By Patricia LeBoeuf, Bennington Banner
BENNINGTON — Transportation issues, a lack of interpreters and general frustration with the voting system are some of the barriers that people with disabilities and mental health issues face when voting, according to participants in a focus group Wednesday.
Disability Rights Vermont, a statewide advocacy agency, hosted the focus group, called Barriers to Voting for People with Disabilities & Proposed Solutions, at the Unitarian Universalist Meeting House.
The approximately 10 attendees spent most of the about two-hour meeting discussing voting rights in Vermont, along with barriers to voting on a local and national level, and potential solutions to those barriers.
Merry Postemski, senior investigator with Disability Rights Vermont, told the group that the meeting is one of multiple focus groups being held across the state. Input from the focus groups will be put into a public report.
Postemski began the meeting by explaining Vermont’s voting requirements: voters must be registered to vote, Vermont residents, U.S. citizens and 18 years old or older at the time of the election. Vermonters can register to vote even if they are homeless, she said.
Referencing an audience member’s statement that she had a criminal history, Postemski emphasized that in Vermont, “if you have any kind of criminal conviction, you can vote.”
Those who have a guardian, are in the hospital or are incarcerated can also vote in Vermont, she said.
Lynn Mazza, a peer advocate counselor at Vermont Center for Independent Living, added that Vermont has adopted automatic voter registration.
The state’s new automatic voter registration system went into effect in January 2017, and allows voters to register automatically when they receive or update their driver’s licenses or other forms of identification at the Department of Motor Vehicles.
Mazza asked Postemski about the “question of competency” as it relates to voting as that has come up recently in her work in nursing homes — “Somebody expressed her excitement to vote for Reagan.”
Postemski replied that the only way a person’s right to vote can be taken away in Vermont is by a judge’s order.
Barriers to voting
The group brought up multiple barriers to voting, some specific to those with disabilities and some not.
One woman, who identified herself as deaf, said one barrier can be not having an interpreter at the polling place.
Mazza mentioned transportation to the polls as something she encounters, along with people not being aware that they can request absentee ballots.
“Can I say knowledge?” added another man. “Knowing what people stand for?”

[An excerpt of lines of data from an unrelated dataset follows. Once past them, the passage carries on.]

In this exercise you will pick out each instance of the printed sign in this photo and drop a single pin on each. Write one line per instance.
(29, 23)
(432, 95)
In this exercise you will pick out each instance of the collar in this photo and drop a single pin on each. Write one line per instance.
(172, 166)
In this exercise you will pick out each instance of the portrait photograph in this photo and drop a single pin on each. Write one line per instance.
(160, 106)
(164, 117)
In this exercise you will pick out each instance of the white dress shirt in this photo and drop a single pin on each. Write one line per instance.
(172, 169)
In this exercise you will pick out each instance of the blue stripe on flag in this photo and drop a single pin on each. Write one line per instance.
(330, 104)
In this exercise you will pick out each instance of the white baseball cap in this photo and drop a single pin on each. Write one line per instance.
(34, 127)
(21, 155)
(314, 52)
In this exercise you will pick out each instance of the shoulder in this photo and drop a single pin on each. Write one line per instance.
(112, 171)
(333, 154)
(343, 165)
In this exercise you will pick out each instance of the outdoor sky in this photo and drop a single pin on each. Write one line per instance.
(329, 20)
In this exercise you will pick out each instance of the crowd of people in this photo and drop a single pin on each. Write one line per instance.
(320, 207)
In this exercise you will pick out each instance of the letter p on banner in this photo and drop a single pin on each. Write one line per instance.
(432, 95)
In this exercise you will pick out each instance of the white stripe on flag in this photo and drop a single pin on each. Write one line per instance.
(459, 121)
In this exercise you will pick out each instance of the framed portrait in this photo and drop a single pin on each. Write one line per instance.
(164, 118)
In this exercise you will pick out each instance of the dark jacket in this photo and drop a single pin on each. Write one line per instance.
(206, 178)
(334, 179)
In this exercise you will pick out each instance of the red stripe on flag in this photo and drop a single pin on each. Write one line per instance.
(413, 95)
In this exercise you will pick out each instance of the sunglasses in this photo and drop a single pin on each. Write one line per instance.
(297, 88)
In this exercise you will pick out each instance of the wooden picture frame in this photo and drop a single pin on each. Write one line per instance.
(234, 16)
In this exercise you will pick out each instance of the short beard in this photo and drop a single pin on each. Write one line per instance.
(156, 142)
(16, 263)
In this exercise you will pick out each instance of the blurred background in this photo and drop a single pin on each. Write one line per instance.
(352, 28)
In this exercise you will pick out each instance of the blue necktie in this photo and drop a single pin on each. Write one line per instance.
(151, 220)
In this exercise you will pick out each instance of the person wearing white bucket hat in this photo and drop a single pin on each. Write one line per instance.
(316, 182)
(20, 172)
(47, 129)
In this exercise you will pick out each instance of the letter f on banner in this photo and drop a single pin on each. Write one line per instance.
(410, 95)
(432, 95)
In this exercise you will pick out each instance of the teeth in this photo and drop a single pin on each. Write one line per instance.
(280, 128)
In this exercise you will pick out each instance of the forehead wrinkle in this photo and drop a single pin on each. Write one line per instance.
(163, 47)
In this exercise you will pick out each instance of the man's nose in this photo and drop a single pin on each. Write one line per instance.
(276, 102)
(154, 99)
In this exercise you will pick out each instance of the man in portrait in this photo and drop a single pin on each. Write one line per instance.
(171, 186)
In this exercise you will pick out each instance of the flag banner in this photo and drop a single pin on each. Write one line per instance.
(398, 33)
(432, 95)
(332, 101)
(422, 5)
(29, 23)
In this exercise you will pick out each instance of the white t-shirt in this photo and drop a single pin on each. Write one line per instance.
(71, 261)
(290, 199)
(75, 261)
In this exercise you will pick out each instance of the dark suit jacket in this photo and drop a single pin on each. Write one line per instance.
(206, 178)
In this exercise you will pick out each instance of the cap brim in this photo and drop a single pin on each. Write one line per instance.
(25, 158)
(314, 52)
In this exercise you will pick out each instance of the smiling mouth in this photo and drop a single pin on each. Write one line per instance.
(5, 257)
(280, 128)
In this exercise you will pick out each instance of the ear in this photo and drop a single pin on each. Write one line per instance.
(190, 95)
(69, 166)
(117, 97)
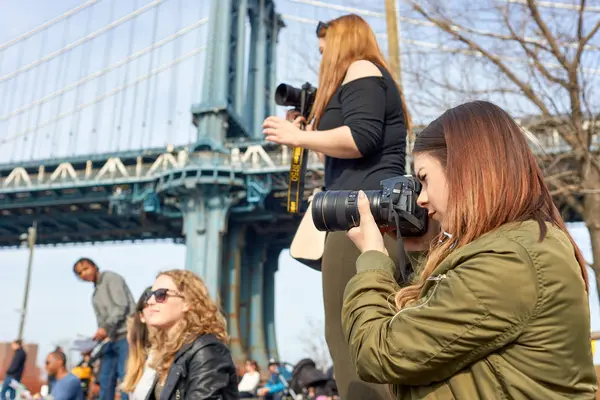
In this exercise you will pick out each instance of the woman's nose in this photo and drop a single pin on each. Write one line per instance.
(422, 199)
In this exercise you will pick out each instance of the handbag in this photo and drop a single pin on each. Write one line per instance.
(308, 244)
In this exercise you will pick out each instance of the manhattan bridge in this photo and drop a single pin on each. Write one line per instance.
(140, 120)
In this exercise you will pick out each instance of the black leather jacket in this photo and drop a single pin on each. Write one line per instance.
(202, 370)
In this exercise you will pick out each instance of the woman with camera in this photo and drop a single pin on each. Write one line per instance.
(499, 307)
(359, 122)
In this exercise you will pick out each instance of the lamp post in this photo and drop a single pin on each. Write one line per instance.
(30, 238)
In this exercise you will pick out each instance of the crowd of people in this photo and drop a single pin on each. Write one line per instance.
(170, 344)
(496, 300)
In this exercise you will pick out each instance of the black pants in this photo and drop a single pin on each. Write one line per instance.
(338, 267)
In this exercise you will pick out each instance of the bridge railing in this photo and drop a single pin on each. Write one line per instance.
(254, 159)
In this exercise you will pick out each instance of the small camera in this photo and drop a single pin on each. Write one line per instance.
(395, 205)
(302, 99)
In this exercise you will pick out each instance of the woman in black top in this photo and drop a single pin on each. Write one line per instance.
(189, 341)
(360, 130)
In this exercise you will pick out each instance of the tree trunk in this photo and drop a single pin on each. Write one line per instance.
(591, 204)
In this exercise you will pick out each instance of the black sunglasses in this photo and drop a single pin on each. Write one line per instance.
(161, 295)
(320, 26)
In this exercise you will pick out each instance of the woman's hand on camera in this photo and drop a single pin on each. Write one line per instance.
(367, 236)
(278, 130)
(292, 114)
(421, 243)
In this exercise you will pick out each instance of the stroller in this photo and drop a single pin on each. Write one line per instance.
(307, 382)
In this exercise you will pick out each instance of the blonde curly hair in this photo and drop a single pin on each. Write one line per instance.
(202, 318)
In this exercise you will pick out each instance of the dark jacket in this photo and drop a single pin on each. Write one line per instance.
(202, 370)
(504, 317)
(113, 303)
(17, 365)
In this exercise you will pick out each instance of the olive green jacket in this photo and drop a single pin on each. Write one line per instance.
(505, 317)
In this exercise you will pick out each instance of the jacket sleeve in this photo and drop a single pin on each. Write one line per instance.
(466, 314)
(210, 373)
(117, 291)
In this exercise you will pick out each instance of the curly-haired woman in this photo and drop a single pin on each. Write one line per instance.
(189, 351)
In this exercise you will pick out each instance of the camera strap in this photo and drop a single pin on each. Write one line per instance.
(297, 175)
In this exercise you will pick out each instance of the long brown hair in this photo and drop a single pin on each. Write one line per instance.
(202, 318)
(348, 38)
(138, 338)
(479, 143)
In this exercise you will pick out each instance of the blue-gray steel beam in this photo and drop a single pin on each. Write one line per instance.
(257, 73)
(232, 254)
(215, 86)
(271, 266)
(204, 222)
(255, 251)
(245, 282)
(240, 56)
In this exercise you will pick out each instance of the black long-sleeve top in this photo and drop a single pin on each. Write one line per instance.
(17, 365)
(372, 109)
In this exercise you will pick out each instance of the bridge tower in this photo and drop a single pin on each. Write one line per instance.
(224, 244)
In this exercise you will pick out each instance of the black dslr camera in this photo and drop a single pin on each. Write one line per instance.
(394, 205)
(301, 99)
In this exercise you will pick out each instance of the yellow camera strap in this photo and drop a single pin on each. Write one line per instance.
(297, 174)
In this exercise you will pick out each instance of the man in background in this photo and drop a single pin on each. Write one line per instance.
(14, 371)
(66, 385)
(113, 304)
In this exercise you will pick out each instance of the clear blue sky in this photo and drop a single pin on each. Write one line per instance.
(60, 307)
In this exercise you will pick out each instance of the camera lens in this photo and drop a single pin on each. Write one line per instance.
(337, 210)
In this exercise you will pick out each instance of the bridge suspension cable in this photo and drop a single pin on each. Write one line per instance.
(48, 24)
(105, 95)
(84, 39)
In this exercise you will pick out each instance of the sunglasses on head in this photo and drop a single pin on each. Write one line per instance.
(320, 26)
(161, 295)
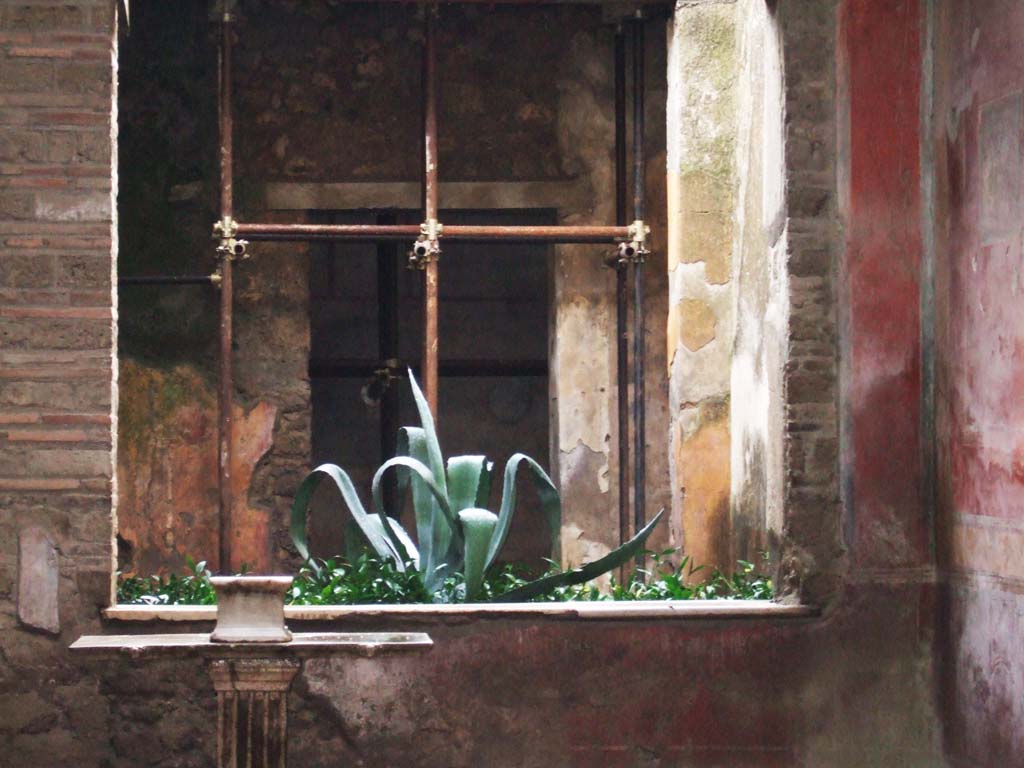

Audience members also mentioned the electoral college system of voting, in which candidates who win the popular vote are not guaranteed to win the election, and the “negative results” of recent elections as reasons why people may not vote, or choose not to vote.
Postemski said that input from focus groups will be used to look at short-term goals that her organization can advocate for, and also inform long-term goals as well.
Accessibility in voting itself was also mentioned.
Postemski said she wanted to impress upon those present that they have many voting options, including voting early at the town clerk’s office and requesting an absentee ballot, which can be done in multiple ways, including online, calling and sending a form to the town clerk.
Mazza asked if someone who doesn’t read well can have someone come in to the polls with them to help them. “Absolutely,” Postemski replied. “[And] you don’t have to give any reason why you want that help.”
She added that the only restriction is that the accompanying person can’t be the voter’s union representative or employer.
One woman added that she has never voted before — and “a lot of the stuff, I don’t understand what it means.”
A lot of things have to do with knowledge and education about voting, Postemski added.
“For someone who’s never voted before it can be a very intimidating process,” she said.
Toward the end of the discussion, Postemski asked the group what suggestions they had for solutions for the barriers to voting mentioned.
One woman mentioned having connections to the deaf community, through social media, and added that it would be nice to have debates broadcast with interpreters.
In regards to transportation issues getting to the polls, one audience member suggested a car pool for the current volunteer driving efforts, to address concerns about safety. Another suggested adding more public buses on voting day.
Postemski asked about solutions for another problem some people may have — simply forgetting the date of elections.
One man said that state agencies could put up signs that list the date of upcoming elections, and add phone numbers of groups to contact for more information.
“Just to get the message out,” he said. “Social services, the DMV, places like that.”
Cassandra Barbeau, Bennington town clerk, added that people call her office each year, thinking their absentee ballot is still valid, when in reality, absentee ballots require reapplication each year.
“I encourage people to put it on their calendar in January,” she said.
At the end of the meeting, Barbeau also briefly walked the participants through sample ballots for this year, including presidential, local and school district elections.
She clarified that these are exact copies of the ballots voters will receive.
The focus group was funded through the Help America Vote Act of 2002 and a contribution from the Vermont Secretary of State, Elections Division, according to a flyer announcing the event.